Hands-On Guide to Implement ResNet50 in PyTorch with TPU

In this article, we will demonstrate the implementation of ResNet50, a Deep Convolutional Neural Network, in PyTorch with TPU. The model will be trained and tested in the PyTorch/XLA environment in the task of classifying the CIFAR10 dataset. We will also check the time consumed in training this model in 50 epochs.
ResNet50 in PyTorch with TPU

PyTorch is consistently adding a boost to the field of Computer Vision and Deep Learning by providing a number of powerful tools and techniques. In the field of computer vision where the deep learning based executions are to be dealt with heavy image datasets, an accelerated environment is needed to fasten the execution process with an acceptable accuracy level. PyTorch provides this feature through the XLA (Accelerated Linear Algebra), a compiler for linear algebra that can target multiple types of hardware, including GPU, and TPU. The PyTorch/XLA environment is integrated with the Google Cloud TPU and an accelerated speed of execution is achieved.

In this article, we will demonstrate the implementation of ResNet50, a Deep Convolutional Neural Network, in PyTorch with TPU. The model will be trained and tested in the PyTorch/XLA environment in the task of classifying the CIFAR10 dataset. We will also check the time consumed in training this model in 50 epochs.

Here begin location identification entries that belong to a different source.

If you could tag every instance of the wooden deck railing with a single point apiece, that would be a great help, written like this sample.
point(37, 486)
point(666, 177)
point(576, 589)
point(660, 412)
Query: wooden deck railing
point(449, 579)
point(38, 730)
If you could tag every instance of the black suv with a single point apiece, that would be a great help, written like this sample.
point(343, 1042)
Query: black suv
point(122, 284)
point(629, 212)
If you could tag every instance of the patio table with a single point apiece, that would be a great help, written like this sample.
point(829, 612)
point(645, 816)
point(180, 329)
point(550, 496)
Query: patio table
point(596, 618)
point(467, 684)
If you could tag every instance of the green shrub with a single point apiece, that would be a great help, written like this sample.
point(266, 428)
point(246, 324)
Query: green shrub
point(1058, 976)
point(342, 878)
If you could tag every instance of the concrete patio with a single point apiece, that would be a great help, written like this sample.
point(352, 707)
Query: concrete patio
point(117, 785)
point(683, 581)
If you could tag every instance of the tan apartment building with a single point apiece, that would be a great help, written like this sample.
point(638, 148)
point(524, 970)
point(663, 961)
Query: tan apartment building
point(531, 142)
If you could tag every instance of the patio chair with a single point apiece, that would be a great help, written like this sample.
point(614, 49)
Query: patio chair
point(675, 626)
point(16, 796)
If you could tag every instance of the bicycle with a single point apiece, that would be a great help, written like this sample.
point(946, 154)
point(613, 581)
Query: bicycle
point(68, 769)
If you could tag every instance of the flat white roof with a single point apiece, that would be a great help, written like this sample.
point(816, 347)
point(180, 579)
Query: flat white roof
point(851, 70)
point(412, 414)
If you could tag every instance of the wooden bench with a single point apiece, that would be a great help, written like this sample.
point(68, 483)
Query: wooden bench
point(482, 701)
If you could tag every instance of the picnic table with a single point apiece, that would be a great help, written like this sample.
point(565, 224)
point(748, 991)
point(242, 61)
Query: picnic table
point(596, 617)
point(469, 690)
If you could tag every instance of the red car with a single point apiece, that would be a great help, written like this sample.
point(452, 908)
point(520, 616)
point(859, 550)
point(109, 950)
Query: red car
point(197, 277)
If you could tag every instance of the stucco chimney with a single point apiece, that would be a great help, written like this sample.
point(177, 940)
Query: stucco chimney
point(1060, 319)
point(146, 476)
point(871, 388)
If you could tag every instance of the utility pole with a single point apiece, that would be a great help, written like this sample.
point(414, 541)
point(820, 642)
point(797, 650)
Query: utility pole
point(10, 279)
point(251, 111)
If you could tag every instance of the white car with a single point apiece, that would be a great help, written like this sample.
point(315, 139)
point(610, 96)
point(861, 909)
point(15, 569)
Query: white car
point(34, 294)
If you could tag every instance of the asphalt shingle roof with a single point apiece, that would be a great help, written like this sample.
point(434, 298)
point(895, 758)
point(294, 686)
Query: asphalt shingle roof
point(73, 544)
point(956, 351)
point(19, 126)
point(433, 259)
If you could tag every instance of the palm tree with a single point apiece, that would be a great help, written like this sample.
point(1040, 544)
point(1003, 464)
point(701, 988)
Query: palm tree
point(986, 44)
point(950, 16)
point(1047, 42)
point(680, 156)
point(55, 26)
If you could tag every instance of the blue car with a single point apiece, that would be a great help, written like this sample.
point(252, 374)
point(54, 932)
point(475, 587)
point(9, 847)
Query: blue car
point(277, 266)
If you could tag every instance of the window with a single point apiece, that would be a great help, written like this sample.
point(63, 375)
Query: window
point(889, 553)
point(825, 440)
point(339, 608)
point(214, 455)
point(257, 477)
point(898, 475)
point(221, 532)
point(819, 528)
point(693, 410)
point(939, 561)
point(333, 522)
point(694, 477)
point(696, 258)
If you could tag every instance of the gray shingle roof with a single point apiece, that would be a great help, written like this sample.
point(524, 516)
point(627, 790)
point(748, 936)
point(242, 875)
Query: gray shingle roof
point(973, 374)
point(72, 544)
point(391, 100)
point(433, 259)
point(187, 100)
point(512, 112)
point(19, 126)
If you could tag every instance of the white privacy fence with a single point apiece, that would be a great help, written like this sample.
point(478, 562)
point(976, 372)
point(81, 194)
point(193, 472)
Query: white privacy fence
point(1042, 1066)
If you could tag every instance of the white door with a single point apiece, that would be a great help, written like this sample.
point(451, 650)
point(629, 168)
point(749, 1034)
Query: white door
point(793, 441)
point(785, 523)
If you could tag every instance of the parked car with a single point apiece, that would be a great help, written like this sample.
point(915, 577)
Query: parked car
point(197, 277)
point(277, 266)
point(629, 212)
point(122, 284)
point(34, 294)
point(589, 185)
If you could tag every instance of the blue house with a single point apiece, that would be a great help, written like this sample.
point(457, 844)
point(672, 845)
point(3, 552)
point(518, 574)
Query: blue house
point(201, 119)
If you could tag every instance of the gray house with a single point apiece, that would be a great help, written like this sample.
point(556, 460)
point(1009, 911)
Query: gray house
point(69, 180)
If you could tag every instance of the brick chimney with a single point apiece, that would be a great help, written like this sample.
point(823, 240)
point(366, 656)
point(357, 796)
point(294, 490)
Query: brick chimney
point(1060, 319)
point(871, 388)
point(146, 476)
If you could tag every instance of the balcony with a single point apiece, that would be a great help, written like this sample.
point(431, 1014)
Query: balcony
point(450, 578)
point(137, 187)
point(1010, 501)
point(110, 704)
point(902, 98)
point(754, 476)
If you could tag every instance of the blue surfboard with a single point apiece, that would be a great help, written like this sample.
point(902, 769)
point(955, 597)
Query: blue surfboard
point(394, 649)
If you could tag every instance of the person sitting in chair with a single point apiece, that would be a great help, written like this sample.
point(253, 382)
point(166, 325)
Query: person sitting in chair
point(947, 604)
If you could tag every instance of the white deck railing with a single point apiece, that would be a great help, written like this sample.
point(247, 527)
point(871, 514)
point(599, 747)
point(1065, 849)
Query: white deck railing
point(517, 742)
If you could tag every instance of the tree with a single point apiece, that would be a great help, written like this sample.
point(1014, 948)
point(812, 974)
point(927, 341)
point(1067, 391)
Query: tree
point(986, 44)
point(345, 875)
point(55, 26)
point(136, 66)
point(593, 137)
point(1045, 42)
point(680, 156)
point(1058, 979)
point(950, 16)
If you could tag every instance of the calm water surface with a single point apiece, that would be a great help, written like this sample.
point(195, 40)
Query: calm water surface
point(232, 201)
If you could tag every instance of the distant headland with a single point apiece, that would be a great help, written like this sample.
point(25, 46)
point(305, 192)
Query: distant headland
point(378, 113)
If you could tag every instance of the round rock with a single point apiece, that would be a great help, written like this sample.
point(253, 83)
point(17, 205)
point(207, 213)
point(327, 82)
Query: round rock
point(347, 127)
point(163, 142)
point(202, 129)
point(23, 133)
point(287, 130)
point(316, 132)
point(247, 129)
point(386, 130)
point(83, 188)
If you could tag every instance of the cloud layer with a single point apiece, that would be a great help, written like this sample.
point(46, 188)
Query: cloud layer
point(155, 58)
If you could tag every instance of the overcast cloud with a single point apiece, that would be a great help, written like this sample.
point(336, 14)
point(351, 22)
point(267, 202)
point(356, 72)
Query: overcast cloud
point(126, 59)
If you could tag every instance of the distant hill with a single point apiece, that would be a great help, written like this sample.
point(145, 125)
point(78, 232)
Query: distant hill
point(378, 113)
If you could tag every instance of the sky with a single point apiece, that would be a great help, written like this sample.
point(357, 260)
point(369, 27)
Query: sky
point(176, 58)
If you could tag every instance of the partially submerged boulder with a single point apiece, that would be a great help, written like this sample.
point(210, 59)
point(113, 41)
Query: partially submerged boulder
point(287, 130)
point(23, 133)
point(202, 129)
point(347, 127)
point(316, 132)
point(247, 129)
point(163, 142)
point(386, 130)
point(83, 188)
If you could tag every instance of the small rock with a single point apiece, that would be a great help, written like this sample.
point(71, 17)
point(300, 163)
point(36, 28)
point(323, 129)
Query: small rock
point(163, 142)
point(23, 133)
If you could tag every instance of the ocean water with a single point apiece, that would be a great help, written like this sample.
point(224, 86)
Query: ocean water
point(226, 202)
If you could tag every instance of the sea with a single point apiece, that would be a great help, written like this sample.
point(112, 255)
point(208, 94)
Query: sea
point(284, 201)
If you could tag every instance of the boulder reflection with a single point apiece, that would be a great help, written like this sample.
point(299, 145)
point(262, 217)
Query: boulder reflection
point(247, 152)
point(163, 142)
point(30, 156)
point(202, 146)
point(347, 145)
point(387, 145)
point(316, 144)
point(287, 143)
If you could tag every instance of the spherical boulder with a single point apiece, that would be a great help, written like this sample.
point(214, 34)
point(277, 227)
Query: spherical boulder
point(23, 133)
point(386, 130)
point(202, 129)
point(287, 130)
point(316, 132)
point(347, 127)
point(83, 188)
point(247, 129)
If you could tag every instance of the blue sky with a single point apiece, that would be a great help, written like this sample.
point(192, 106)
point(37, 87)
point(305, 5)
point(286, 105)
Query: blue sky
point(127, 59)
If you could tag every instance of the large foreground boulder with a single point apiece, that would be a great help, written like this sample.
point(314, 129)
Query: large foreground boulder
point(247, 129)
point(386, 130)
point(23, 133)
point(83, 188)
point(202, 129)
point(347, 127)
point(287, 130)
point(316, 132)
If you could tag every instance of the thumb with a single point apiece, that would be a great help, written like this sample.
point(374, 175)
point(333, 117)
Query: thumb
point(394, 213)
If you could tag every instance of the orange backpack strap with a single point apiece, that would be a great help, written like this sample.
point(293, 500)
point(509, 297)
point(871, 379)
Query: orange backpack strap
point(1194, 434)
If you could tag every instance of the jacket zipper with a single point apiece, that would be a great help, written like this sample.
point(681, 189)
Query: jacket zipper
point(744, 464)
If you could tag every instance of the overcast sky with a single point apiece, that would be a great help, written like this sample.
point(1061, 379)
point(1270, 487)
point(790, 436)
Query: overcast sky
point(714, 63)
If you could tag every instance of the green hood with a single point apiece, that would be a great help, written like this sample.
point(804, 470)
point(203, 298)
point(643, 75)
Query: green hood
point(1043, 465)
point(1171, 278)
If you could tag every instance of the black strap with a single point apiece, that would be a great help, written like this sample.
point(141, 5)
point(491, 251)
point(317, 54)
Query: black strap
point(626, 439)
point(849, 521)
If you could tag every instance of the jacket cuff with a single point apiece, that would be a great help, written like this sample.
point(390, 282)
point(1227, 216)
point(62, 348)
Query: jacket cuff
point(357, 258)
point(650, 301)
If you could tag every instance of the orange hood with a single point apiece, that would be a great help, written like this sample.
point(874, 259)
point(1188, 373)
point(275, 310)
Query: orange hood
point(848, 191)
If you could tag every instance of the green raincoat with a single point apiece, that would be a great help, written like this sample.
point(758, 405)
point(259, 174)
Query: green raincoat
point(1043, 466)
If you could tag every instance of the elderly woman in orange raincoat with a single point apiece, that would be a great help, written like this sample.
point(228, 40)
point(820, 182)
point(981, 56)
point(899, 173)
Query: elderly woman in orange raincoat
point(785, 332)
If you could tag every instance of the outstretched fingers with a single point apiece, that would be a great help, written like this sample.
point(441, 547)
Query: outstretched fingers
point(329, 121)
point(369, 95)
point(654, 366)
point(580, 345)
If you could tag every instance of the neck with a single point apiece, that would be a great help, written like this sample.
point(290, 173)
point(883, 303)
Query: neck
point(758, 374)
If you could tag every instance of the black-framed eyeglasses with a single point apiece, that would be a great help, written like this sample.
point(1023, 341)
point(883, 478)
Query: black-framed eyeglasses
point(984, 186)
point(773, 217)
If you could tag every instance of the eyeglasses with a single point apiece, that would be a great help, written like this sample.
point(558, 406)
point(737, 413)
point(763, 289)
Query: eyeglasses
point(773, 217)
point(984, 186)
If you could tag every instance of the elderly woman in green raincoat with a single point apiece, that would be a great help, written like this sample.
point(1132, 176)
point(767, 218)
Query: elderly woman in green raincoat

Implementing ResNet50 in Pytorch

To avail the facility of TPU, this implementation was done in the Google Colab. To start with, first, we need to select the TPU from Hardware accelerators under the notebook settings.

ResNet50 in PyTorch with TPU

After selecting the TPU, we will verify the environment using the below line of codes:-

import os
assert os.environ['COLAB_TPU_ADDR']

It will be executed successfully if the TPU is enabled otherwise it will throw the ‘KeyError: ‘COLAB_TPU_ADDR’’. You can also check the TPU by printing its address.

TPU_Path = 'grpc://'+os.environ['COLAB_TPU_ADDR']
print('TPU Address:', TPU_Path)

In the next step, we will install the XLA environment to accelerate the execution process. The same we have done in one of our last articles where we have implemented the convolutional neural network.

VERSION = "20200516"
!curl https://raw.githubusercontent.com/pytorch/xla/master/contrib/scripts/env-setup.py -o pytorch-xla-env-setup.py
!python pytorch-xla-env-setup.py --version $VERSION

Now, we will import all the required libraries here.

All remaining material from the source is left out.